Nur leider schafft es der Film durch seine Figurenzeichnung kaum, die Osage-Morde als Beispiel für ein universelles, immer noch anhaltendes Problem von Postkolonialismus und Kapitalismus zu beschreiben. Stattdessen wird die Geschichte durch die Wahl seines Hauptcharakters auf eine individuelle Ebene heruntergebrochen.
Denn Scorsese verfährt sich in seinen eigenen Stilkonventionen und erzählt eine doch recht klassische Aufstieg-und-Fall-Gangsterstory in einem Setting, welches sich nicht dafür anbietet.
Ernest Burkhart, gespielt von Leonardo DiCaprio, soll als Stellvertreter für die Verfehlungen seiner Gesellschaft dienen. Angespornt von seinem korrupten Onkel Bill Hale heiratet er Mollie Kyle, deren Osage-Familie zu denen gehört, die durch den Ölvertrieb zu Reichtum gekommen sind. Ob die Ehe von Zuneigung oder Profitgier getrieben ist, soll als große moralische Frage über dem Film stehen.
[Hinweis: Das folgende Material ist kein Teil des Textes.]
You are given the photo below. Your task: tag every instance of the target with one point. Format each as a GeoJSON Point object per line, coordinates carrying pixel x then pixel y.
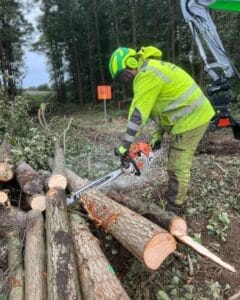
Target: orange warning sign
{"type": "Point", "coordinates": [104, 92]}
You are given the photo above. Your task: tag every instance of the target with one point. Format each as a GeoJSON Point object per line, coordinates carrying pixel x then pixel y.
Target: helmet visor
{"type": "Point", "coordinates": [125, 76]}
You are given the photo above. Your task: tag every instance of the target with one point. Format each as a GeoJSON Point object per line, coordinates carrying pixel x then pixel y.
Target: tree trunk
{"type": "Point", "coordinates": [148, 242]}
{"type": "Point", "coordinates": [35, 257]}
{"type": "Point", "coordinates": [58, 179]}
{"type": "Point", "coordinates": [98, 280]}
{"type": "Point", "coordinates": [13, 217]}
{"type": "Point", "coordinates": [61, 262]}
{"type": "Point", "coordinates": [176, 225]}
{"type": "Point", "coordinates": [6, 164]}
{"type": "Point", "coordinates": [32, 184]}
{"type": "Point", "coordinates": [15, 266]}
{"type": "Point", "coordinates": [168, 220]}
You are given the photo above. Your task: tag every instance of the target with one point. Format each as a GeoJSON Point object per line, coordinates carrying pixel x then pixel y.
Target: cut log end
{"type": "Point", "coordinates": [38, 202]}
{"type": "Point", "coordinates": [3, 197]}
{"type": "Point", "coordinates": [157, 249]}
{"type": "Point", "coordinates": [6, 172]}
{"type": "Point", "coordinates": [57, 181]}
{"type": "Point", "coordinates": [178, 227]}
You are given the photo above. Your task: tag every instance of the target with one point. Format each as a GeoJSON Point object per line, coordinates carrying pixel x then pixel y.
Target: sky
{"type": "Point", "coordinates": [35, 63]}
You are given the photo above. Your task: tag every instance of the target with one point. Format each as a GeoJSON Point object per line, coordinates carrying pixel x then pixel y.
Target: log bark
{"type": "Point", "coordinates": [168, 220]}
{"type": "Point", "coordinates": [15, 266]}
{"type": "Point", "coordinates": [58, 178]}
{"type": "Point", "coordinates": [62, 279]}
{"type": "Point", "coordinates": [145, 240]}
{"type": "Point", "coordinates": [32, 184]}
{"type": "Point", "coordinates": [13, 217]}
{"type": "Point", "coordinates": [35, 257]}
{"type": "Point", "coordinates": [6, 163]}
{"type": "Point", "coordinates": [176, 225]}
{"type": "Point", "coordinates": [98, 280]}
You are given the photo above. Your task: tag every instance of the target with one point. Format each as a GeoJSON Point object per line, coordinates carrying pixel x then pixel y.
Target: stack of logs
{"type": "Point", "coordinates": [62, 259]}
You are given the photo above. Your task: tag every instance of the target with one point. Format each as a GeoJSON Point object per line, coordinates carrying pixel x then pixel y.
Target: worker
{"type": "Point", "coordinates": [170, 97]}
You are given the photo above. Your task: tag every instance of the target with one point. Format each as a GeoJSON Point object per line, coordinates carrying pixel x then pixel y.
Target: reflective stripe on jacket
{"type": "Point", "coordinates": [165, 92]}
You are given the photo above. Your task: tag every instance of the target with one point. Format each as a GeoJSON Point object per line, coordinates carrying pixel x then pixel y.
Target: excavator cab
{"type": "Point", "coordinates": [221, 69]}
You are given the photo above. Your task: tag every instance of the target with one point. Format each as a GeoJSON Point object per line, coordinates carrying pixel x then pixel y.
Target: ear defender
{"type": "Point", "coordinates": [131, 62]}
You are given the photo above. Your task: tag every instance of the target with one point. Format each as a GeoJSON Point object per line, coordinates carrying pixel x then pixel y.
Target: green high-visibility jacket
{"type": "Point", "coordinates": [167, 94]}
{"type": "Point", "coordinates": [230, 5]}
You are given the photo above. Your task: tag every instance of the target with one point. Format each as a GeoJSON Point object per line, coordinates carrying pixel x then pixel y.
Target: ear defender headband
{"type": "Point", "coordinates": [131, 62]}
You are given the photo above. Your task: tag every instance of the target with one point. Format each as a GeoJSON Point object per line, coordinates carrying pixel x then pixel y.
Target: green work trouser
{"type": "Point", "coordinates": [181, 152]}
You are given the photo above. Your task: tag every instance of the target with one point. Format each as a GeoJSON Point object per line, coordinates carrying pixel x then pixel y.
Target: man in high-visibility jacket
{"type": "Point", "coordinates": [168, 95]}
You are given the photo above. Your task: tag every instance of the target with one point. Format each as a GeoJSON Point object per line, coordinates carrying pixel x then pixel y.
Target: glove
{"type": "Point", "coordinates": [122, 153]}
{"type": "Point", "coordinates": [156, 140]}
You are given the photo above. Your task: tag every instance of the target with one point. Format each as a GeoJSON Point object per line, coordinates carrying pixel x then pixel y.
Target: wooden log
{"type": "Point", "coordinates": [150, 243]}
{"type": "Point", "coordinates": [35, 257]}
{"type": "Point", "coordinates": [62, 279]}
{"type": "Point", "coordinates": [98, 280]}
{"type": "Point", "coordinates": [13, 217]}
{"type": "Point", "coordinates": [6, 163]}
{"type": "Point", "coordinates": [32, 184]}
{"type": "Point", "coordinates": [168, 220]}
{"type": "Point", "coordinates": [58, 178]}
{"type": "Point", "coordinates": [15, 266]}
{"type": "Point", "coordinates": [176, 225]}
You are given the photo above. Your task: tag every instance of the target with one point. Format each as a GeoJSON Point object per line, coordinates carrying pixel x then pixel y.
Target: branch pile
{"type": "Point", "coordinates": [51, 251]}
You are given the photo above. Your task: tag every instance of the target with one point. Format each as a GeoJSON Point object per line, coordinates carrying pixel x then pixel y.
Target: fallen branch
{"type": "Point", "coordinates": [15, 266]}
{"type": "Point", "coordinates": [58, 178]}
{"type": "Point", "coordinates": [6, 163]}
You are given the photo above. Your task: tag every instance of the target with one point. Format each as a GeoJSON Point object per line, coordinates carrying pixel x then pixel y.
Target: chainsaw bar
{"type": "Point", "coordinates": [96, 184]}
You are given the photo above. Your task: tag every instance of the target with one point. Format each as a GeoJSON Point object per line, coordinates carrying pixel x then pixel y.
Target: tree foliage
{"type": "Point", "coordinates": [14, 30]}
{"type": "Point", "coordinates": [78, 37]}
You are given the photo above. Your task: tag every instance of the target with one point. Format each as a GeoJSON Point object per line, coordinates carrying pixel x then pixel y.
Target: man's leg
{"type": "Point", "coordinates": [181, 152]}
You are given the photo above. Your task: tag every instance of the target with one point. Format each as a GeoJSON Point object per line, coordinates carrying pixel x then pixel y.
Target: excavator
{"type": "Point", "coordinates": [219, 68]}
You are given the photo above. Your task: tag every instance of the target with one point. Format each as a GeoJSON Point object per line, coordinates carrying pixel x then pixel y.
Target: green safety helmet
{"type": "Point", "coordinates": [149, 52]}
{"type": "Point", "coordinates": [122, 58]}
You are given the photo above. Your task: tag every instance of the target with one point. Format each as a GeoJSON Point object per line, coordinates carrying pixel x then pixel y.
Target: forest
{"type": "Point", "coordinates": [116, 242]}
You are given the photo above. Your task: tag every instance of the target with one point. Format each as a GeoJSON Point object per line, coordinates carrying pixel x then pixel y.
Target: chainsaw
{"type": "Point", "coordinates": [138, 158]}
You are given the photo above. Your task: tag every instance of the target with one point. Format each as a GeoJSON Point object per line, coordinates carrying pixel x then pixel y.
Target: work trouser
{"type": "Point", "coordinates": [181, 152]}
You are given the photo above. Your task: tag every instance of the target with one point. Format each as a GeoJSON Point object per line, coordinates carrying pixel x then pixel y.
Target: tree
{"type": "Point", "coordinates": [14, 30]}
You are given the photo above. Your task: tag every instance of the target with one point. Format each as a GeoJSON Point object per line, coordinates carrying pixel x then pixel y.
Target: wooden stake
{"type": "Point", "coordinates": [148, 242]}
{"type": "Point", "coordinates": [187, 240]}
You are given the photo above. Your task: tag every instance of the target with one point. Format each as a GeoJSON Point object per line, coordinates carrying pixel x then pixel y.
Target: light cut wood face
{"type": "Point", "coordinates": [6, 172]}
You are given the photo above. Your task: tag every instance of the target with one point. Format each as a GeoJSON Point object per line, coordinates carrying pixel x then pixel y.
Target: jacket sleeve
{"type": "Point", "coordinates": [146, 90]}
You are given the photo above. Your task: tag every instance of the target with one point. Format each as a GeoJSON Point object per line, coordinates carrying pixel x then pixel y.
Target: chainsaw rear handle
{"type": "Point", "coordinates": [126, 160]}
{"type": "Point", "coordinates": [133, 162]}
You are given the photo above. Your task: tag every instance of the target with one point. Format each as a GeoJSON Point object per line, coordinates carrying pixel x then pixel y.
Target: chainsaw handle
{"type": "Point", "coordinates": [131, 160]}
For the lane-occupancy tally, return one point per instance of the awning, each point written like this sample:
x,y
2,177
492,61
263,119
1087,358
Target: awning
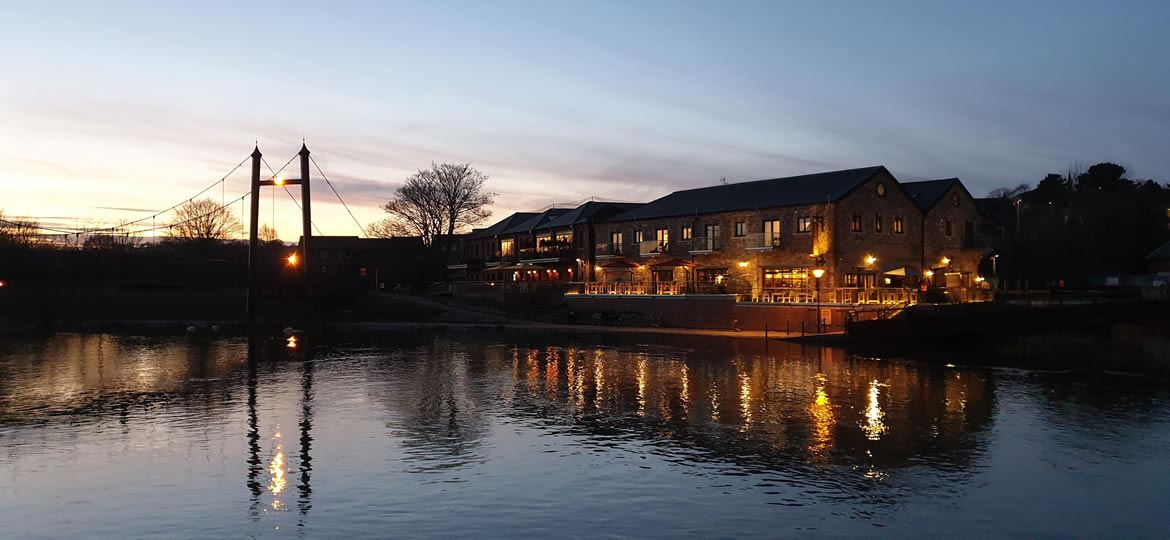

Doch leider eignet sich Ernest Burkhart nicht als Folie, von dem sich das Publikum im Verlauf der Narrative distanzieren soll. Denn ganz verurteilt wird Burkhart nie. Natürlich wird sein kriminelles Verhalten kritisiert, aber er bleibt trotzdem der klassische Antiheld, der bei Scorsese mittlerweile zum Markenzeichen geworden ist. Wie ein Fähnchen im Wind lässt sich Ernest Burkhart von der Gesellschaft verderben. Nur die Liebe zu seiner Frau macht ihn menschlich.
Oder vielleicht auch nicht? Schließlich sabotiert er durchgehend ihre Familie, um seine Nachkommen zu Alleinerben zu machen. Nur leider positioniert sich der Film zu dieser Frage nicht endgültig und schafft es so kaum, eine wirklich konkrete Aussage darüber zu treffen, wie struktureller Rassismus individuelle Hassverbrechen ermöglicht.
Noch schwammiger wird die moralische Einordnung durch die Tatsache, dass es scheint, als hätte die erste Priorität bei der Gestaltung der Rolle darin gelegen, Leonardo DiCaprio ein weiteres Karriere-Highlight zurechtzuschustern. Er darf schreien, weinen und vor allem schmollen, um Zerrissenheit in Szenen zu suggerieren, in denen Resolution für die gewünschte Message effektiver gewesen wäre.
Kriminelle Antihelden können und dürfen in ihrer Ambiguität Spaß machen. Wenn über einen realen Genozid berichtet werden soll, ist Unerträglichkeit passender. Vor allem, wenn man bedenkt, dass der reale Ernest Burkhart deutlich weniger uneindeutig in seinen Absichten war und auch nach seiner vorrübergehenden Inhaftierung die Familie Kyle weiter ausbeutete.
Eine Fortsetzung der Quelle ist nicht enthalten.